Half a dozen Evanston Township High School marching band parents and band members pleaded today with the District 202 School Board to let the band continue this fall.
With no Illinois high school football due to COVID-19 restrictions, there will be no halftime shows, and no band competitions. So, no marching band.
One parent, in an e-mailed letter read during the Board’s virtual meeting this morning, said marching band means so much to her daughter that cancellation “brought devastation and sadness to her soul.”
Incoming sophomore Katie Drew wrote, “Band last year was probably the most fun I’ve had in my life.” Thanks to band camp the past couple of weeks, Katie said “I have smiled more than any time in the past five months.” The chance of marching in the fall “was the last thread of normalcy I was holding onto,” Katie explained. Cancellation meant she was “shattered.”
The parents and musicians asked if some sports, such as golf and girls’ tennis are allowed this fall, why not a socially-distanced marching band. Parent Molly Martin said “banning all arts is the easy way out,” and urged the board to “use a scalpel instead of a hatchet” in deciding which programs can continue.

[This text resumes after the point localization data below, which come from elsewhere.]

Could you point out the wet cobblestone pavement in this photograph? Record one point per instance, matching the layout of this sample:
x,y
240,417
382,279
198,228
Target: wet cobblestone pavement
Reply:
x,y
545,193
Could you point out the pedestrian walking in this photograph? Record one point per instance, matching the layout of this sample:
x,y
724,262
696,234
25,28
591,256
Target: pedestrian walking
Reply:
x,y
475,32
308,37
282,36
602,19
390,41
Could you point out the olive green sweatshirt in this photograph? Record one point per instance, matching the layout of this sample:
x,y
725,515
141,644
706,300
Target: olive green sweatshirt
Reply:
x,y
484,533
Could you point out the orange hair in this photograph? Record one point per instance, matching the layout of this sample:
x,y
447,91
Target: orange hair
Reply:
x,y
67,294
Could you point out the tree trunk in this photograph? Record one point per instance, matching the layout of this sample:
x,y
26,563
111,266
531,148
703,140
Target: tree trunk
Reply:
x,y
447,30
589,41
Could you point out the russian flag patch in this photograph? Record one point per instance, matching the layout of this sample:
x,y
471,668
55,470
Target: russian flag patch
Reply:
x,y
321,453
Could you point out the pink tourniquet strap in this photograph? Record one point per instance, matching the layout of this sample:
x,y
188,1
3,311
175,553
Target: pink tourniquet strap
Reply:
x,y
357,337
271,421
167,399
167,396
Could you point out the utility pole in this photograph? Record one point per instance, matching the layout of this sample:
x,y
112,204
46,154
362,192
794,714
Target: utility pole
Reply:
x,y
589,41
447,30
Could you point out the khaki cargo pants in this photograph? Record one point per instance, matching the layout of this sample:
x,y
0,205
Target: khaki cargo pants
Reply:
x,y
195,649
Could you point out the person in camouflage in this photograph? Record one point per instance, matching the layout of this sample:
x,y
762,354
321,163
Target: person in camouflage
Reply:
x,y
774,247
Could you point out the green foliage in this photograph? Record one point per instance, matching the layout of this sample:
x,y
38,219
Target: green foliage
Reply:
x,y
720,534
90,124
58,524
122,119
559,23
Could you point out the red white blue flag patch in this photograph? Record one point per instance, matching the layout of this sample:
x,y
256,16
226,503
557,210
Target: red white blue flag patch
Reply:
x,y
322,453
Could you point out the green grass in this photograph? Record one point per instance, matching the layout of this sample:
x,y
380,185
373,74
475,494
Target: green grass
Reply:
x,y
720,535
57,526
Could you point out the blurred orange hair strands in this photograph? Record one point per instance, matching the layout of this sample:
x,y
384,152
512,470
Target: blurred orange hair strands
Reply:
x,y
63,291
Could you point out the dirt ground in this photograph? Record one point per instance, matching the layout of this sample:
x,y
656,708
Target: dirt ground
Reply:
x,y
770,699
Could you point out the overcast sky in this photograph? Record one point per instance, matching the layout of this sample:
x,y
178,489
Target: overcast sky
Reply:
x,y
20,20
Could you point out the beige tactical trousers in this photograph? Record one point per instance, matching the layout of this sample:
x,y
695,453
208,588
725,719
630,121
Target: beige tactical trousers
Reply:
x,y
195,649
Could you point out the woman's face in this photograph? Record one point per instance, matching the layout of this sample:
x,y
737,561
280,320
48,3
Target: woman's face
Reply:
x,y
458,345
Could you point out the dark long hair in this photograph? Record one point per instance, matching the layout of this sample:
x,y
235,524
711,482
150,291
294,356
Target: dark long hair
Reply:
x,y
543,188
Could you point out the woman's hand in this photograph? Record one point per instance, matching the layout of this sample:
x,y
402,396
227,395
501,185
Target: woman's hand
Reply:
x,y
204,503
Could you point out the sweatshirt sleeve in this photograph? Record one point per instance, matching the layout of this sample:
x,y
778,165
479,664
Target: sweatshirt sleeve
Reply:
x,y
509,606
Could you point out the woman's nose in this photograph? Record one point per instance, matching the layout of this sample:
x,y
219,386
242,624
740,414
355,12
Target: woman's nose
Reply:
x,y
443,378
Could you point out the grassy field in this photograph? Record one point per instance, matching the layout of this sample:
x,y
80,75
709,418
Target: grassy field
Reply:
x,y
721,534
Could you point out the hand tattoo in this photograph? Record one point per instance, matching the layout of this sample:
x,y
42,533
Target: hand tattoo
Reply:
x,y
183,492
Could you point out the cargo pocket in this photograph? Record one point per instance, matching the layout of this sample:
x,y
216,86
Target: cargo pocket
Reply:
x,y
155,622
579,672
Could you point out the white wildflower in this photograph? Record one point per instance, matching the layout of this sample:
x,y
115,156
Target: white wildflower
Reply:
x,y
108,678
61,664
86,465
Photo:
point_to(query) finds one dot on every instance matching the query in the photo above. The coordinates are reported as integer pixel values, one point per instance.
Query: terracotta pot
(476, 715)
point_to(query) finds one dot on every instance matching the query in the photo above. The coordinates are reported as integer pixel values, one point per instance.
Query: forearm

Board members understood what the marching Wildkits mean to the winds, brass, and percussion who make up the band. “I played in the marching band,” said Board Member Gretchen Livingston. “I played the clarinet. I loved it. I’m so sympathetic with these students for losing this opportunity,” Livingston added.
But sympathy did not change any votes. As expected, the Board gave final approval for all-remote learning this fall, without a marching band. All activities will be virtual, except for the handful of sports allowed by Governor J.B. Pritzker.
“We had decided not to have any fall sports,” explained Superintendent Eric Witherspoon. ETHS only put back girls’ and boys’ golf, cross country, and girls’ tennis after the governor’s decision. There will be band and orchestra classes, but they will be virtual, on the computer.
“I think we’re in for a very, very difficult fall,” Witherspoon said. While COVID case numbers in Evanston are relatively low, the superintendent said, “We do not live in a bubble.” The virus is spreading nationwide, and, he said “I don’t want us to be the next school to get a surge” of COVID-19.
Football has been moved to the spring, medical conditions permitting. The plan, Witherspoon said, is to bring marching band back then as well. The newly modified spring season, if it does happen, begins mid- February. That’s twenty-degree weather time in Illinois. And as any band member will tell you, trying to march and play with the horn almost frozen to your lips is not easy.
But also, as any band member will also tell you, they can’t wait to get out there.